In 2017, Google marketed real-time translation as a feature of its original Pixel Buds. Our former colleague Sean O’Kane described the experience as “a laudable idea with a lamentable execution” and reported that some of the people he tried it with said it sounded like he was a five-year-old. That’s not quite what Google showed off in its video.
Also, we don’t want to brush past the fact that Google’s promising that this translation will happen inside a pair of AR glasses. Not to hit at a sore spot, but the reality of augmented reality hasn’t really even caught up to Google’s concept video from a decade ago. You know, the one that acted as a predecessor to the much-maligned and embarrassing-to-wear Google Glass?
To be fair, Google’s AR translation glasses seem much more focused than what Glass was trying to accomplish. From what Google showed, they’re meant to do one thing — display translated text — not act as an ambient computing experience that could replace a smartphone. But even then, making AR glasses isn’t easy. Even a moderate amount of ambient light can make viewing text on see-through screens very difficult. It’s challenging enough to read subtitles on a TV with some glare from the sun through a window; now imagine that experience but strapped to your face (and with the added pressure of engaging in a conversation with someone that you can’t understand on your own).

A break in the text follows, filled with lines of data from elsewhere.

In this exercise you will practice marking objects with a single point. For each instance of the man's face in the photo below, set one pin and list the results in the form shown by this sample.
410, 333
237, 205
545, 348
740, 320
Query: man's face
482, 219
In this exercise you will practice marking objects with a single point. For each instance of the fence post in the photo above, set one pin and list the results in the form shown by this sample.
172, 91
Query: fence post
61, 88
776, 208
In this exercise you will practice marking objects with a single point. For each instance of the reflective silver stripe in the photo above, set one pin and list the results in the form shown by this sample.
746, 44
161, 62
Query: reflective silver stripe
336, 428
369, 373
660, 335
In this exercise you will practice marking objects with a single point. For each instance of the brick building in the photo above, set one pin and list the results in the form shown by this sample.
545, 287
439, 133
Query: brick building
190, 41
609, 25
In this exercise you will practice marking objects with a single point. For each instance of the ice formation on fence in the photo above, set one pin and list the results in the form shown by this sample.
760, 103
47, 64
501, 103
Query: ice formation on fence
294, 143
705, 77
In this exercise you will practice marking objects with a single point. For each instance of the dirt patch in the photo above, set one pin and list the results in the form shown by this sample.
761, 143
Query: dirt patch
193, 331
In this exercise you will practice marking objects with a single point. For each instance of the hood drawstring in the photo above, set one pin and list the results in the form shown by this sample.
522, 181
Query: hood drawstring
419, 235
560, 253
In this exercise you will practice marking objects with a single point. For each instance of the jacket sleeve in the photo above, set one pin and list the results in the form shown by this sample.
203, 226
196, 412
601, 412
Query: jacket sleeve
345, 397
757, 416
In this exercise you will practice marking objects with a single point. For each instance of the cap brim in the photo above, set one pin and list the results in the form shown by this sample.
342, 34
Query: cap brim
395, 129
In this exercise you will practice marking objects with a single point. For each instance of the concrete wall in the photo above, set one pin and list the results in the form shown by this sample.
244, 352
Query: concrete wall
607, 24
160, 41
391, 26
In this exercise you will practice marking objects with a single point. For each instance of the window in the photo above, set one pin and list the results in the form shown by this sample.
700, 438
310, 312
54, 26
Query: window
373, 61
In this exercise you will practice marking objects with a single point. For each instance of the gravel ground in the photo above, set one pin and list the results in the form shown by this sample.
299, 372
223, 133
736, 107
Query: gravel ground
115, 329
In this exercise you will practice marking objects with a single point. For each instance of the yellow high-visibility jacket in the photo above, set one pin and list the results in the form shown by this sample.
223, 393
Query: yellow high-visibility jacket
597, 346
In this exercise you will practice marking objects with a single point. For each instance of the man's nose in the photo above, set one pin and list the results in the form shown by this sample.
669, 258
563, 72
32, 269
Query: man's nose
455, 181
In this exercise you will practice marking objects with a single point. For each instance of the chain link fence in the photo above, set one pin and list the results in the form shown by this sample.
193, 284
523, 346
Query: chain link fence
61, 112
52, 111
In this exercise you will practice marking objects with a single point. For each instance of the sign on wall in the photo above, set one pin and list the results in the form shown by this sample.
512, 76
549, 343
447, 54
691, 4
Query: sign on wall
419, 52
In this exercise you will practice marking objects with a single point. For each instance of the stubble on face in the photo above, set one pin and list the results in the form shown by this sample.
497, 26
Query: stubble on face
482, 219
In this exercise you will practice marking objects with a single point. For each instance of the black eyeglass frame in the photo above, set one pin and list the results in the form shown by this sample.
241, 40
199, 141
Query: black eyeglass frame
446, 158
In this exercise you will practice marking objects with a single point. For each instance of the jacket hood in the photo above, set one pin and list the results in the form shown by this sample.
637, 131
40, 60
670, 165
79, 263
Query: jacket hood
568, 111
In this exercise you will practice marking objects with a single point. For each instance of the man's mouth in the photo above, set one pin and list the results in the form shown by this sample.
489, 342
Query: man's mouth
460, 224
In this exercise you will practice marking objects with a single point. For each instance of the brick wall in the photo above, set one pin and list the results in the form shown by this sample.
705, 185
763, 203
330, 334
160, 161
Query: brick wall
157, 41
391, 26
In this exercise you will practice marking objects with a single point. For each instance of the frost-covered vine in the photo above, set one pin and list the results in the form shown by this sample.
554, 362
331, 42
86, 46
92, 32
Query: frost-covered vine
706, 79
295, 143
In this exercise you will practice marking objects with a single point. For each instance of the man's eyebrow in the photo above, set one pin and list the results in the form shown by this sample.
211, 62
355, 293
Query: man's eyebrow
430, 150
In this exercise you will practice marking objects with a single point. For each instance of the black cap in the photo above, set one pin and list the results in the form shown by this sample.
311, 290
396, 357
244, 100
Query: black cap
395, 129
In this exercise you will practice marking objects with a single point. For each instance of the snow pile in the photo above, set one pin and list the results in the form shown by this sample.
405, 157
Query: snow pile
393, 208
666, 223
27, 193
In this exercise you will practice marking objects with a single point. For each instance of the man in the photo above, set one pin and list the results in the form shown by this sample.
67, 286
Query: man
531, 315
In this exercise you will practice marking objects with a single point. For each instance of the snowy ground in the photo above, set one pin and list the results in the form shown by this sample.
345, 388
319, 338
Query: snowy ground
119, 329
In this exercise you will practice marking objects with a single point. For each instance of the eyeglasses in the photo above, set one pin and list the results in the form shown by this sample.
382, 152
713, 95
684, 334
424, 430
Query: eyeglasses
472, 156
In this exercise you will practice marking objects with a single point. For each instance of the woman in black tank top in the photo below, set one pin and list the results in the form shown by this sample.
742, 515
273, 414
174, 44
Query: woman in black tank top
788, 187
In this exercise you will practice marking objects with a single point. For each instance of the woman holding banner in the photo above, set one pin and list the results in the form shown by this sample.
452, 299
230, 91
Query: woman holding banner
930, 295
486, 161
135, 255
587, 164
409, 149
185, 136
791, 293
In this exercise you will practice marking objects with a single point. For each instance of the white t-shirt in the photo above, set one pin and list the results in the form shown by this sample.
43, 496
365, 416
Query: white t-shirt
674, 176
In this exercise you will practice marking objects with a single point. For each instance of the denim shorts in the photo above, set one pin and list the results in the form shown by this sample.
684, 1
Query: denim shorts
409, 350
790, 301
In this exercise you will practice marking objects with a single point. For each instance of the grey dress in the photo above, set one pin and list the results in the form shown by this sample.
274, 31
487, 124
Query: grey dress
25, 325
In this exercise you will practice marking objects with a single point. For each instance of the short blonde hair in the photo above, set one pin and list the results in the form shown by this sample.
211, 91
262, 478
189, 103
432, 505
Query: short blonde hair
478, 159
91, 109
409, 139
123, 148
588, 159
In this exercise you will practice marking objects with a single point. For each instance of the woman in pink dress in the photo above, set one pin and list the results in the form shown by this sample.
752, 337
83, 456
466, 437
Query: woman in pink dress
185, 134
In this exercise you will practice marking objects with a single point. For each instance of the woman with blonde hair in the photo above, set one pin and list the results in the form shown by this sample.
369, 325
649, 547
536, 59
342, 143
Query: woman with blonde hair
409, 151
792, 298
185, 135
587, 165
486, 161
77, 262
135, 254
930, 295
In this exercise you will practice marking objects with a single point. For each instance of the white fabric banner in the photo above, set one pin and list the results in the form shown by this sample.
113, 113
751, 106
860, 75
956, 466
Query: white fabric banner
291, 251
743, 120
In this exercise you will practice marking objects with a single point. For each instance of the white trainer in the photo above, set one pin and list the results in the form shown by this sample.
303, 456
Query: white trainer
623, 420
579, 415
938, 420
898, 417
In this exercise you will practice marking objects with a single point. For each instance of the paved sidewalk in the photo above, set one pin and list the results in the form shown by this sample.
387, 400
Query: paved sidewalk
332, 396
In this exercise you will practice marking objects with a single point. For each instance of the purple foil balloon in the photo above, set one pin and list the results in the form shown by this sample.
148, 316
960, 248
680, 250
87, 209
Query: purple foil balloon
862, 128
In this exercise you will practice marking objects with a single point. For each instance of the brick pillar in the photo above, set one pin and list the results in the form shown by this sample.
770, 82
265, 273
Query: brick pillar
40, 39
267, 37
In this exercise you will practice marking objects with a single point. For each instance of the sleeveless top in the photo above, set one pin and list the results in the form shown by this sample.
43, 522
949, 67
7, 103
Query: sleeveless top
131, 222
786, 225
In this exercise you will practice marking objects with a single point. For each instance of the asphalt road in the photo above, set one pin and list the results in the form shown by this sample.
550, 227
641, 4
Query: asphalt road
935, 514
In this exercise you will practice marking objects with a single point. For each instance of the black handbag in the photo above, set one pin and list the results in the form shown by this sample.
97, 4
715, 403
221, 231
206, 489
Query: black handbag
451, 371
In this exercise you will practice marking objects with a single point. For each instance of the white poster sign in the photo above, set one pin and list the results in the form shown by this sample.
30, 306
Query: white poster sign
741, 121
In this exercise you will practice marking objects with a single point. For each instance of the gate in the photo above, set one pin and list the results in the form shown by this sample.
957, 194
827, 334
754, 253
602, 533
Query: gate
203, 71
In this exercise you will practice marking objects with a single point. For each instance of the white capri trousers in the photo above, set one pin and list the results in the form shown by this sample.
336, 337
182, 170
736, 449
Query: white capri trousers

But hey, technology moves quickly — Google may be able to overcome a hurdle that has stymied its competitors. That wouldn’t change the fact that Google Translate is not a magic bullet for cross-language conversation. If you’ve ever tried having an actual conversation through a translation app, then you probably know that you must speak slowly. And methodically. And clearly. Unless you want to risk a garbled translation. One slip of the tongue, and you might just be done.
People don’t converse in a vacuum or like machines do. Just like we code-switch when speaking to voice assistants like Alexa, Siri, or the Google Assistant, we know we have to use much simpler sentences when we’re dealing with machine translation. And even when we do speak correctly, the translation can still come out awkward and misconstrued. Some of our Verge colleagues fluent in Korean pointed out that Google’s own pre-roll countdown for I/O displayed an honorific version of “Welcome” in Korean that nobody actually uses.
That mildly embarrassing flub pales in comparison to the fact that, according to tweets from Rami Ismail and Sam Ettinger, Google showed over half a dozen backwards, broken, or otherwise incorrect scripts on a slide during its Translate presentation. (Android Police notes that a Google employee has acknowledged the mistake, and that it’s been corrected in the YouTube version of the keynote.) To be clear, it’s not that we expect perfection — but Google’s trying to tell us that it’s close to cracking real-time translation, and those kinds of mistakes make that seem incredibly unlikely.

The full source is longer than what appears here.